Car Rental Tips: Drive Like a Local

Heading on vacation to a new destination? Check out for tips on unique traffic patterns, animal crossings, and weird laws you might encouter!

Part of what makes traveling an adventure is exploring a new destination. And while the change of scenery can be exciting, navigating unfamiliar highways and byways can sometimes be confusing. To help you meet these challenges, we’ve compiled a list of peculiar maneuvers to master, creature crossings to heed, a handy highway guide and helpful tips to reference, as well as some quirky local laws that may surprise you. Armed with these, you’ll be driving like a local in no time.

Peculiar Maneuvers

The Jersey Jughandle

If you’ve ever wanted to make a left turn in New Jersey, you’ve probably encountered the jughandle. Drivers visiting the Garden State may be puzzled as they wait for a green left-turn signal that may never appear. That’s because in New Jersey there are more than 600 jughandles — more than any other state. The jughandle requires drivers to make a right turn in order to go left. This means that drivers usually take a right-hand exit before entering a U-shaped stretch of road that ends with a traffic light at an intersection. When the light is green, drivers either continue straight across the intersection to complete a left turn or turn left for a U-turn.

The Jersey Jughandle

Blocking the Box

You’ve probably seen cars “block the box” before. It happens when a traffic light turns red and cars get stuck in the middle of the intersection, blocking traffic. Though it may happen often in other areas, blocking the box can cause major traffic issues in New York City. You may see signs posted at busy intersections that say “Don’t Block the Box.” This means that drivers should avoid entering the intersection when there isn’t enough room to proceed without blocking the intersection. Violators can face hefty fines for blocking traffic this way, so steer clear.

Blocking the Box

Strange Creature Crossings

Bear Crossings

These signs are very common in places with large black bear populations. You might see a black bear trying to cross the street in California, Washington or Oregon. Many black bears also live throughout the western states and along the east coast. It’s also worth noting that black bears are the most common, and most timid, bears in North America.

Panther Crossings

These animals mostly reside in the forests and swamps of southern Florida. In other parts of the country, panthers are sometimes called cougars or mountain lions. Chosen years ago as Florida’s state animal, panthers are now considered an endangered species. That’s why organizations are trying to help reduce the number of Florida panthers killed on roads every year.

Armadillo Crossing

If you’ve never seen an armadillo crossing sign before, you’re bound to see some in Texas, or the Gulf Coast states. The armadillo is the official state animal of Texas, but you may see one as far north as southern Missouri! Their armor might be strong, but it’s not quite sturdy enough to protect them on the highways, so keep an eye out.

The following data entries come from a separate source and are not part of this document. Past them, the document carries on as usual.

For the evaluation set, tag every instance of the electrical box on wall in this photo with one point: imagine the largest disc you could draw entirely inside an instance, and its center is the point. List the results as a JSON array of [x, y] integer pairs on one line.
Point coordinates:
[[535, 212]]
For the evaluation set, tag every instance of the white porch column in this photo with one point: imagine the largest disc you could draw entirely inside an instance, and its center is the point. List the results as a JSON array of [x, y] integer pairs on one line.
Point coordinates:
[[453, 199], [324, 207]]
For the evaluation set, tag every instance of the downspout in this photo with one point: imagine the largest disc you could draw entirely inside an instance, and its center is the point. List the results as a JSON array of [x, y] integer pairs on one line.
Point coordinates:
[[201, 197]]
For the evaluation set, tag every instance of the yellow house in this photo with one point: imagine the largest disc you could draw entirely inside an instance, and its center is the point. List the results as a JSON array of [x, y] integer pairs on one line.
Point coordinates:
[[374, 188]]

Strange Creature Crossings

Handy Highway Guide

Have you ever wondered what kind of highway you’re on during your travels? Believe it or not, there’s an easy way to tell. Just look at the signs along the highway, also known as shields.

Interstate Highways

Freeways in the interstate highway system are usually marked with blue or green numbered shields.

U.S. Highway System

The U.S. highway system is part of an older system now maintained by state and local governments. U.S. highways are usually marked by white numbered shields.

State Highways

Each state also has its own highway system. You’ll know you’re on a state highway if you see signs that either mimic the shape of the state, or feature a state symbol like its flag.

Handy Highway Guide

Quick Tips on Speed

Slow Going

Everyone knows you can get cited for speeding, but did you know driving more than a few miles under the speed limit could earn you a hefty traffic ticket? At least 38 states have laws against driving too slow in the left lane of the highway, and 22 states actually classify the violation as a misdemeanor! Look for the posted speed limit and stick to it.

Keeping Pace

Standardized speed limits are still relatively new in the United States. It wasn’t until the Emergency Highway Energy Conservation Act in 1974 that speeds on interstate highways and access roads were restricted to 55 mph. That national speed limit was repealed in 1995, and 41 states have since raised speeds to 70 mph or higher. Texas is home to the highest speed limit: 85 mph. Before you travel, make sure you know the local laws. If you’re not sure, the Governors Highway Safety Association is a good resource.

Laws That Actually Exist

These little-known traffic laws will make you wonder what circumstances led to them being put on the
books. The following unusual actions are illegal in certain states:

  • Driving a motorcycle barefoot in Alabama.
  • Driving while blindfolded in Alabama.
  • Honking your horn at a sandwich shop after 9 p.m. in Little Rock, Arkansas.
  • Women driving while wearing a housecoat in California.
  • Screeching your tires for any reason in Derby, Kansas.
  • Honking someone else’s car horn in University City, Missouri.
  • Driving a camel on the highway in Nevada.
  • Leaving your car doors open too long in Oregon.
  • Vehicles traveling over 60 mph without a driver in California.
  • Driving a black car on Sundays in Denver.